Cher ami, assiégé de Marioupol,
Je ne te connais pas mais je sais que tu souffres ! Nul autre que moi, qui suis palestinien, ne peut
mesurer l’intensité de ta détresse. Je sais ton effroi devant le visage défait de ta femme et de tes
enfants. Tu lis dans leurs yeux les ravages des bombardements, la peur au bruit lugubre des
avions juste avant qu’ils ne crachent leurs engins de mort et la terre qui tremble, secouant leurs
entrailles, figeant le sang dans leurs veines.
J’ai connu tout ça à Gaza, j’ai appris à reconnaître à son sifflement le bruit d’un canon ou celui
d’un missile de drone et jusqu’à la marque de l’un ou de l’autre. J’ai connu avant toi les
immeubles en feu, éventrés, fracassés, affaissés sur eux-mêmes comme des châteaux de cartes.

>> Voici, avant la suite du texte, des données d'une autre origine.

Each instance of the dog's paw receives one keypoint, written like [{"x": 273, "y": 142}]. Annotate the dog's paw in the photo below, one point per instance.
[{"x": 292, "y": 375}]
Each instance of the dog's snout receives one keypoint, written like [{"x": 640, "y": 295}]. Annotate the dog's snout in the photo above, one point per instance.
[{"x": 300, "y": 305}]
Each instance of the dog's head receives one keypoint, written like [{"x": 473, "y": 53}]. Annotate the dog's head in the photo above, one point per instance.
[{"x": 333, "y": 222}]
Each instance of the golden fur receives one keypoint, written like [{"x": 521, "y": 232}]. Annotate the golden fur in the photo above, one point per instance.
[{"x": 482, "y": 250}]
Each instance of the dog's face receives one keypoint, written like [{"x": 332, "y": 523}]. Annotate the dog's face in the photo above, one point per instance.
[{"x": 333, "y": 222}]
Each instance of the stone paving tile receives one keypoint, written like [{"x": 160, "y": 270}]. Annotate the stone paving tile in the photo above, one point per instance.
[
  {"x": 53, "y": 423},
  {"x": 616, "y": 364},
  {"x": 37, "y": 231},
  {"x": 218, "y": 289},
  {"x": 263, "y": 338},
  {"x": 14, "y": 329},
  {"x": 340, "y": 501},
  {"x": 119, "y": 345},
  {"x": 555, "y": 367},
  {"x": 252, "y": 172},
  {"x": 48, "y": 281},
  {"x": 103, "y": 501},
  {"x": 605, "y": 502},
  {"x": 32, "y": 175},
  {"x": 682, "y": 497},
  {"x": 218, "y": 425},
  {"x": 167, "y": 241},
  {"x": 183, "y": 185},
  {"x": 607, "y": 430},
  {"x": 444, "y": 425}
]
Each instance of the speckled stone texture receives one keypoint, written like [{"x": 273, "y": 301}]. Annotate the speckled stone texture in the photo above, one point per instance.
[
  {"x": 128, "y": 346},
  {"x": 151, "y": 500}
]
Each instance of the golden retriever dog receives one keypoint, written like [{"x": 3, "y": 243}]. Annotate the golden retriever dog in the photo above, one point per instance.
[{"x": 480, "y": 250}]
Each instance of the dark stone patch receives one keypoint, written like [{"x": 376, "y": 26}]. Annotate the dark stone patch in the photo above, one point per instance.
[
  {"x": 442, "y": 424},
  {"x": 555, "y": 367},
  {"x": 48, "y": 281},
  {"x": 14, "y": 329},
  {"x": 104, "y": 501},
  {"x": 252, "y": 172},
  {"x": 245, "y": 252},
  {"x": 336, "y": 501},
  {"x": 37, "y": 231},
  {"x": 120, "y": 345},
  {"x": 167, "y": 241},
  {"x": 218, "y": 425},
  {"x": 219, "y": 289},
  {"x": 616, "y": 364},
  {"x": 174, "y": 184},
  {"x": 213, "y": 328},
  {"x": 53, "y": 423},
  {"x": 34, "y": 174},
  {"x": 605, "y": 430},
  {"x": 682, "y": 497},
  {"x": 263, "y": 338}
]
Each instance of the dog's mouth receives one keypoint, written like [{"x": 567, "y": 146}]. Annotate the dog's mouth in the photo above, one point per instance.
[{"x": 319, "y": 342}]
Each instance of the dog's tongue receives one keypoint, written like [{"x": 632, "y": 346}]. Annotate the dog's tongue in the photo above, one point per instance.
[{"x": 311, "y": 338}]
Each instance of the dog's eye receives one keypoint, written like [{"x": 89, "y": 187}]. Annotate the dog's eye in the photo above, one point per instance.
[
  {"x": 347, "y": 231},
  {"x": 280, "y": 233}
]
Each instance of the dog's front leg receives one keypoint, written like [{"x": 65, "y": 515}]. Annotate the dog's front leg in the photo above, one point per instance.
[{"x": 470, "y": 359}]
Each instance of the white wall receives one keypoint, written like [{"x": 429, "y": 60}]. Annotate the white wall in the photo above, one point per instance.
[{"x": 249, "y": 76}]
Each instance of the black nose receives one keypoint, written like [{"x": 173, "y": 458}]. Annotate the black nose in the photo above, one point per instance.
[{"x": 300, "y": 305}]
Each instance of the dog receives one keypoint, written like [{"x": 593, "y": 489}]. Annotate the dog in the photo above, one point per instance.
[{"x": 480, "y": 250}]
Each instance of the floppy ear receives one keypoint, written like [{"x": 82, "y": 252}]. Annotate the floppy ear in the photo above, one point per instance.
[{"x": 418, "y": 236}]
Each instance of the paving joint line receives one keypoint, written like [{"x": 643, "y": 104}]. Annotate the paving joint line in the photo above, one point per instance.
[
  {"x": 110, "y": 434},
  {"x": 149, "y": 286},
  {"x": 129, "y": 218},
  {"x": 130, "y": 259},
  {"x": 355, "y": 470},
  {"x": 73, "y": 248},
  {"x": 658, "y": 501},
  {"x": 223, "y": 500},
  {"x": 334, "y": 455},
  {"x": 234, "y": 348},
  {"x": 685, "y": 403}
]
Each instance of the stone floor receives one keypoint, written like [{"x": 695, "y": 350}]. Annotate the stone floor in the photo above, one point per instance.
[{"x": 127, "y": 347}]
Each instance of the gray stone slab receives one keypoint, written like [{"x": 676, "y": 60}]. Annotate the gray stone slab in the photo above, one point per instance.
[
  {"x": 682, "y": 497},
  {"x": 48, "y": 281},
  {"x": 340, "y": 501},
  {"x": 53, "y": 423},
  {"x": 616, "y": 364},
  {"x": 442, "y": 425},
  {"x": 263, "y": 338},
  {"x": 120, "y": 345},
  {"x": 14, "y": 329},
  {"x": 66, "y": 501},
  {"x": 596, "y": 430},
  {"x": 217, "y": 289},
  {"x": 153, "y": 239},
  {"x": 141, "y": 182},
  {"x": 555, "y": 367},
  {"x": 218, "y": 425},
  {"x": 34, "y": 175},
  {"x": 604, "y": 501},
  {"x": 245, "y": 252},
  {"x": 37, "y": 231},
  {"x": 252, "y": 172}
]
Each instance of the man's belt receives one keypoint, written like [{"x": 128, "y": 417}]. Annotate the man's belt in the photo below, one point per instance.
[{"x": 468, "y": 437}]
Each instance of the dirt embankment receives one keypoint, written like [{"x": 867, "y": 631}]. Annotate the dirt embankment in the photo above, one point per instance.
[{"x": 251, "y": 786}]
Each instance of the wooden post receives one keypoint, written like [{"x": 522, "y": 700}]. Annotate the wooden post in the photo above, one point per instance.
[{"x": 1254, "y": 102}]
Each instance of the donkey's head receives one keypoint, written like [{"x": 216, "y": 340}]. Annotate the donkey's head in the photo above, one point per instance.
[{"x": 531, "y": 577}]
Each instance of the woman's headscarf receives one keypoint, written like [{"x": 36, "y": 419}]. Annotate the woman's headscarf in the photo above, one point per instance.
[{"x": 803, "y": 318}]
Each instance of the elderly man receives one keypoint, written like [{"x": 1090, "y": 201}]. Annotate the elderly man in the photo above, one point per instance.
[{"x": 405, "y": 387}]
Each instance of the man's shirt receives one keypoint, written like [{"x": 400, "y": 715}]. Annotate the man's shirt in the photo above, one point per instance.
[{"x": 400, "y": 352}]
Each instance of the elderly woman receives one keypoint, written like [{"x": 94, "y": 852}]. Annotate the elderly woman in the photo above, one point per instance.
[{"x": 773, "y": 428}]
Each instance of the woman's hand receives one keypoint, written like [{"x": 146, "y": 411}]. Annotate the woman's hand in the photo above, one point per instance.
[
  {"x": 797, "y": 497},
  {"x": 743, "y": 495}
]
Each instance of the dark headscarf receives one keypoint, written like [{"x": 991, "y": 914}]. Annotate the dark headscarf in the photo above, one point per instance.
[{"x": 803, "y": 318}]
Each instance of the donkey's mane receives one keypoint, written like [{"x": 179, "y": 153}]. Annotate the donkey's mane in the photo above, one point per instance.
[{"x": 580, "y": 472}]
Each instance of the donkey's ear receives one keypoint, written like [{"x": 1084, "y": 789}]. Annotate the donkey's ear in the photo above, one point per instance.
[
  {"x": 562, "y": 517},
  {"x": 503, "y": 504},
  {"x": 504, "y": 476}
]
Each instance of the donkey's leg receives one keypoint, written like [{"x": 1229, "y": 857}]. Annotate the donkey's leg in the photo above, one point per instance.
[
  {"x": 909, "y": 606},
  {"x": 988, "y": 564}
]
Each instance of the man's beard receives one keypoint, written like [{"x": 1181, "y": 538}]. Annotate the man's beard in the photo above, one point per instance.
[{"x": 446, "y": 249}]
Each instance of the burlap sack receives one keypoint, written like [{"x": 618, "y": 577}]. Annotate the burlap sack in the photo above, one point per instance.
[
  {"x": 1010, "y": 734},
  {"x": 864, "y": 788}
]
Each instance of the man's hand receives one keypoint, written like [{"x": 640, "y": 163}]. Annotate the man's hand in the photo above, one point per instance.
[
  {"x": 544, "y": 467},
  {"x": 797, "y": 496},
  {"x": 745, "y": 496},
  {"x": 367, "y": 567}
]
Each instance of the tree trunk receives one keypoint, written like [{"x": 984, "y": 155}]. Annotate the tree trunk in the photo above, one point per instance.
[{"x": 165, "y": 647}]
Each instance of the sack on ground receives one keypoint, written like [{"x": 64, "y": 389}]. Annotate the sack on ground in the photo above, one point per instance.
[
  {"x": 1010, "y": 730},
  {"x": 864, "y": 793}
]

J’ai connu la faim, la soif, la terreur, les blessures physiques et plus profondes encore les blessures
psychologiques qui font qu’un homme est transformé d’un coup en une bête désespérée
déféquant à chaque explosion.
Tu as cependant dans ton indicible misère quelques lueurs d’espoir : quand tu prends les armes,
tu es un héros, moi je reste un terroriste ! Ta résistance crève les écrans des médias, la mienne
crève de crever en silence ! Tes hôpitaux, détruits au prétexte d’abriter des soldats se servant de
civils comme boucliers humains, sont réputés passibles de la cour pénale internationale, les
miens dans les mêmes conditions ne sont désignés que comme une réponse de légitime défense.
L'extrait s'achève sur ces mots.